Works on display:
Vittore Carpaccio (1460/65-1525/26)
Lion of Saint Mark, 1516
Oil and tempera on canvas
The large canvas by Vittore Carpaccio depicts the typical iconography of the winged lion, symbol of Saint Mark and, by extension, of the Serenissima. The lion is represented while moving, with its hind legs on the lagoon and its front legs on the mainland: a clear reference to the extension of the Venetian empire, divided into “state of land, state of sea”. In the background we can see a view of Venice. On the left are the symbolic places of the Venetian power: the Basilica of San Marco, the façade of the Palazzo Ducale and the newly built Clock Tower; on the right is a view from the Arsenale to today’s Punta della Dogana. The Venetian merchant and military fleet sails in San Marco basin, protected by the Lion’s wing. Carpaccio’s work therefore represents the triumph of the Republic of Venice, which strides on land. The word pax, written in the book and referring to Saint Mark (“Peace to you, Mark, my Evangelist”), also acquires the value of a wish for peace and prosperity addressed to the Serenissima. The painting was probably created for five magistrates of the “Dazio del Vin”, whose coats of arms appear on the lower margin of the canvas. From their offices, the painting was then transferred to the Palazzo dei Camerlenghi di Comun in Rialto and finally, after the fall of the Republic (1797), it became part of the collections of Palazzo Ducale.
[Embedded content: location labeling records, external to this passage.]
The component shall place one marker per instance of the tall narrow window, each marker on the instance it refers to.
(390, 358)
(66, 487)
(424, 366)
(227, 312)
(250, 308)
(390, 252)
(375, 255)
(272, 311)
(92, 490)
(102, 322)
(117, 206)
*Vincenzo Catena (ca. 1470-1531)
Virgin and Child between Saint Mark, Saint John the Baptist and the Doge Leonardo Loredan, 1505-1507
Oil on panel
The altarpiece was commissioned by Doge Leonardo Loredan (1501-1521) whom we see depicted on his knees, at the foot of the throne with the Virgin and Child. Behind him, there is Saint Mark who presents him to the holy family and on the right Saint John the Baptist, observing the scene. The work, signed, adheres to the model of the devotional paintings of the doges at Palazzo Ducale and must have initially been placed on the altar of the Church in the Palace, when it occupied the space corresponding to today’s Antichurch. At the end of the sixteenth century, the altarpiece was moved above the entrance door of the current church.